Soon his 15 outstanding dancers are working in sharp unison or scattered into smaller groups fracturing and then repeating the choreography.  Most striking of all is a complex push-pull male duo of needing and discarding by the dancers Dimitri Kleioris and Riley Fitzgerald. Presumably there was breathing …   

Choreographer Gideon Obarzanek, by contrast, has a theatrical interest in stories, communities and where the dance audience fits into all this. A former SDC dancer himself from 1989, well known as a founder of Chunky Move in Melbourne, Obarzanek recruited ten alumni to return home and join the SDC’s youngsters for Us 50.  

On an optimistically white open stage, this dancing crowd – loosely dressed (by Harriet Oxley) in pastel-coloured sportswear with a sparkle – copy and follow each other’s movements, in a wave of arms, hip thrusts and gliding forms. 

Outstanding is the fluid grace of one initiator, the 61-year-old Sheree da Costa (she signed up to the SDC at the age of 19, just after Murphy). Other memorable presences included Bradley Chatfield, Lee Francis and Kip Gamblin. There are lots of arms rising and quick turns in a choreography without complexity, but the effect is both lilting and rhythmic, especially to Chris Clark’s elemental, clattering dance score.

Midway, the numbers double as 25 volunteers trek on stage from the audience. With their huge turning circles and epic lines, we could be at a community sportsground, village fair or tribal dance party, the movements flowing communally or striking out individually. 

Somehow this melting pot of older, younger and untrained dancers from the audience conveys a physical language of sharing, unity and co-ordination, without one group dominating. Hell, they even start to artfully pogo dance in pairs.
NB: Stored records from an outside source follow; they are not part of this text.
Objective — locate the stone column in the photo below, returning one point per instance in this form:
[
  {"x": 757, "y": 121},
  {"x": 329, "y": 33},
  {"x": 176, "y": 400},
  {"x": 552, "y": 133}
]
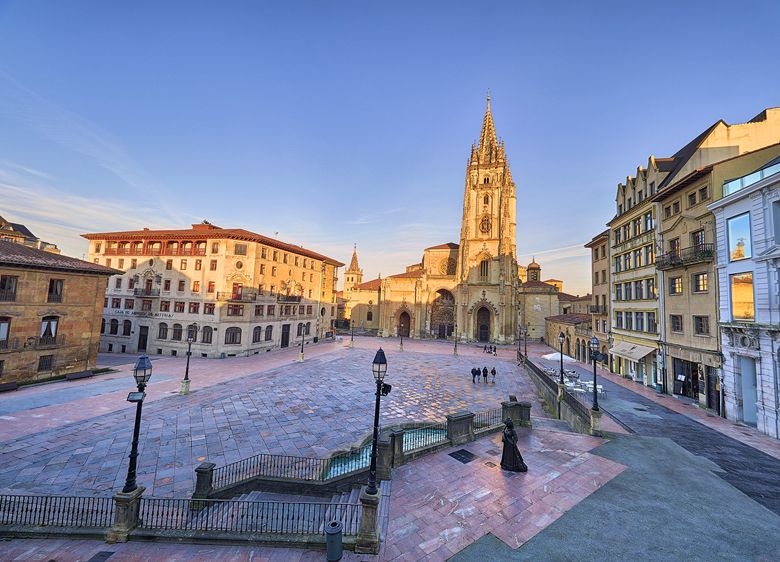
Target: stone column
[
  {"x": 368, "y": 536},
  {"x": 460, "y": 427},
  {"x": 125, "y": 515}
]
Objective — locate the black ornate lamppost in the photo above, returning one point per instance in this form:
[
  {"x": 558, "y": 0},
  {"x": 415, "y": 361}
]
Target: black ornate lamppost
[
  {"x": 561, "y": 339},
  {"x": 594, "y": 353},
  {"x": 142, "y": 372},
  {"x": 379, "y": 369},
  {"x": 192, "y": 334}
]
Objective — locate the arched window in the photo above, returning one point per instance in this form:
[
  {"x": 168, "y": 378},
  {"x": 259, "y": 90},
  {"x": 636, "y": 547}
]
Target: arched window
[{"x": 233, "y": 336}]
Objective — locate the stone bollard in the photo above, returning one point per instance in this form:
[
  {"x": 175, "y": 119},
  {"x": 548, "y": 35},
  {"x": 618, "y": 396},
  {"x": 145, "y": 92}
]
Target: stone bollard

Nearly 40 minutes is enough of Up 50. It ends with fifty human beings front-stage ranked in rows, creating a sea of well synchronised, articulate hands, not drowning but waving, to the future. And that’s my kind of church.  

The show is an interestingly communal hint of what to expect next year from Gideon Obarzanek’s first Melbourne Festival. 
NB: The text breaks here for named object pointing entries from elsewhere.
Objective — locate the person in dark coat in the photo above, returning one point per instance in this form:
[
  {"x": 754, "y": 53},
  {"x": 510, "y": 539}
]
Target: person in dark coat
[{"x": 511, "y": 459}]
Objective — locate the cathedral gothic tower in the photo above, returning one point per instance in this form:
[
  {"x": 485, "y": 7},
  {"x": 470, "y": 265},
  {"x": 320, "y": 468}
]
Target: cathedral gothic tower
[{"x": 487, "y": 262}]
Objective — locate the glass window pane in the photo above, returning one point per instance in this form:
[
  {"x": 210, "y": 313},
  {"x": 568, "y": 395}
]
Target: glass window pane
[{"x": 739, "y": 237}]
Sydney Dance Company’s Bonachela/Obarzanek double bill plays until November 9. Tickets: $25-$92 sydneydancecompany.com

4 responses to “Bonachela/Obarzanek review (Sydney Dance Company)
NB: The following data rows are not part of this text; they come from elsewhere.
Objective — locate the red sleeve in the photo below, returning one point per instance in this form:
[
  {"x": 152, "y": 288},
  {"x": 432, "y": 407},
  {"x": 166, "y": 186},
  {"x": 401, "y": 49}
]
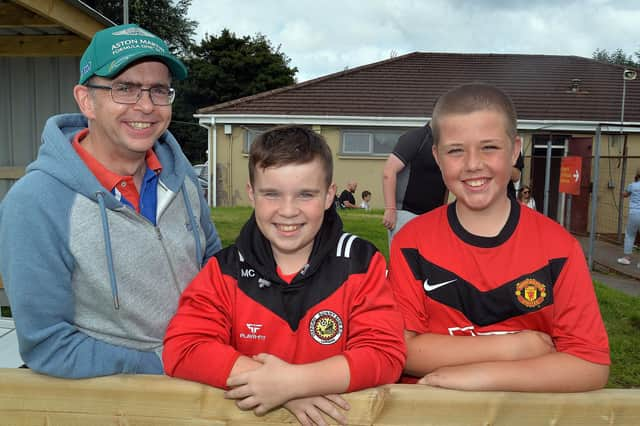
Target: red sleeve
[
  {"x": 197, "y": 343},
  {"x": 408, "y": 294},
  {"x": 376, "y": 350},
  {"x": 578, "y": 328}
]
  1. Martin, Martin, Martin, I would expect better from you. When writting an article research is key and I sense you didn’t do much of it with this one. When you say “Bonachela has gone further by commissioning many other overseas choreographers. But not Murphy.” – How wrong can you be. Graeme Murphy was at the forefront of commissioning many overseas choreographers (Louis Falco (you know “Fame”), Ohad Naharin, Ralph Lemon, Stephen Petronio, just to name a few). He also brought out whole companies from overseas many times (Ballet Preljocaj for example). No “flash in the pants” here, excuse my French. Not to mention producing and nurturing some of the best young and emerging Australian choreographers and artists (Stephen Page, Paul Mercurio, Kim Walker, Gideon Obarzanek to mention a few) who have achieved their own fame getting their start at SDC. How do I know this, well I have filmed most of this throughout the years…

    1. I think he meant that bonechela hasn’t commissioned Murphy, an Australian choreographer, but has commissioned overseas choreographers. I think….

      1. I think you’re right but that’s odd.

        This year has had Melanie Lane, Gabi Nankivell and Gideon all who have a history with the company (and may I also say future) and are Australian.

        More to the point of “Perhaps the SDC’s flashy young dance brand means the company must stay looking ahead, and never over its shoulder”. This is a silly comment when your reviewing a piece with alumni dancers of the company who danced in the 70s, choreographed by Gideon who danced with the company in the 80s and founded Chunky Move in 1995.

        The “meaningless aridity of much contemporary dance” is also unjustified to anyone who saw Melanie Lanes WOOF earlier in the year or remembers Ekman’s Cacti.